Winter 2017: “Your Sacred Place” Middle School Winner Isabel Hardwig

Read Isabel's essay, "The Bullfighter," about querencias—and the trampoline where she draws strength.


Isabel Hardwig, an eighth grade student of Katharine Dulaney at Franklin School of Innovation in Asheville, N.C., read and responded to the online YES! Magazine article, “Why the Founder of Standing Rock Sioux Camp Can’t Forget the Whitestone Massacre.”

In this story, founder and director of Sacred Stone Camp, LaDonna Brave Bull Allard describes how her identity, history and survival are intrinsically connected to the land—and water—that is being threatened by the Dakota Access Pipeline. To protect this place, Allard says they have no choice but to stand up.

Writing Prompt: Describe how you would feel if a place that defines you was threatened to be destroyed or taken away. What would you do? Would you fight to save it?


The Bullfighter

A few weeks ago, one of my teachers discussed the concept of a querencia—a wanting place. The term originates from Spanish bullfighting, when a bull finds a section of the ring where he feels safe. As Ernest Hemingway said, “In this place he has his back against the wall and in his querencia he is inestimably more dangerous and almost impossible to kill.” The teacher then asked us to write about our own querencia. It was an easy concept for me—I understand the places in my life from which I draw my strength.

I am a writer, and I have places where my best writing hides. My trampoline is the most important one. I spend hours out there on a good night, throwing a yoga ball against the net and telling stories that I will never write down. People don’t tend to understand it, as it’s something of an unusual hobby, but it doesn’t matter. The best querencias are ones whose magic you can’t explain.

The magic isn’t in the physical place; I can recreate it without too much difficulty. My trampoline is a sacred space for so many reasons. When I jump on it, I feel like I can touch the stars on a clear night. It is sacred because I’ve had it since I was six, and it holds many childhood memories. Perhaps most importantly, it is sacred because it is a space that is wholly mine. It seems like everyone should have the right to a space like this that they can call their own.

When fighting a bull, you take away its querencia. Better yet, you don’t let it find one in the first place. If the bull finds its place—if you don’t get there in time—then you try to take away the wanting place or weaken it. You want to make the bull think it doesn’t have a space where it feels in control.

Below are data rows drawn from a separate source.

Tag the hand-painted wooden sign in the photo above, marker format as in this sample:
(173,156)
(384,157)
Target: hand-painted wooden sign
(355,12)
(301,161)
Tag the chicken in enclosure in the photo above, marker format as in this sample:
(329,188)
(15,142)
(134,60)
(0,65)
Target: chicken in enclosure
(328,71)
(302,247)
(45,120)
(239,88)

Which leads to the question: why are we still trying to weaken Native Americans? When they have a place where they find strength, we try to take it away. Do we still believe the harmful rhetoric that they are “savages,” dangerous people who dared inhabit a place we wanted to live? Even now, in the 21st century, when we say we no longer fear what we do not understand, we are whittling down their strength into splinters.

Between beginning this essay and finishing it, the Dakota Access Pipeline was denied approval. It happened this morning. My carpool driver explained it excitedly to his kid. My friends whispered among themselves, “Have you heard? The fight’s over. It’s done.”

I’m thrilled that the protests of people who want to keep their sacred spaces have been heard, but I wish it was never a question. In a perfect world, no protests would be needed. Police officers would not be standing in the freezing cold on Thanksgiving, spraying peaceful protesters with water hoses and shooting them with rubber bullets that do much more damage than their name suggests. Nobody would question statements like, “People’s homes should be respected,” “Water is life and shouldn’t be put in jeopardy,” and, “Native Americans have rights that need to be honored.”

In a perfect world, querencias are recognized. In a perfect world, instead of taking away the bull’s safe space, the fighter tries to find one of his own.

In a perfect world, I lie on my trampoline, my friend twists in her hammock, and my teacher hikes through the woods near his childhood home. The bull rears, and the fighter is ready. The Sioux tribes wonder when the next fight will be, but they’re too tired to think of much other than victory.

We draw our strength from our surroundings, and we look up into a sky that wraps around us until we feel dizzy. Feet on the ground, head in the stars—this is where we return to.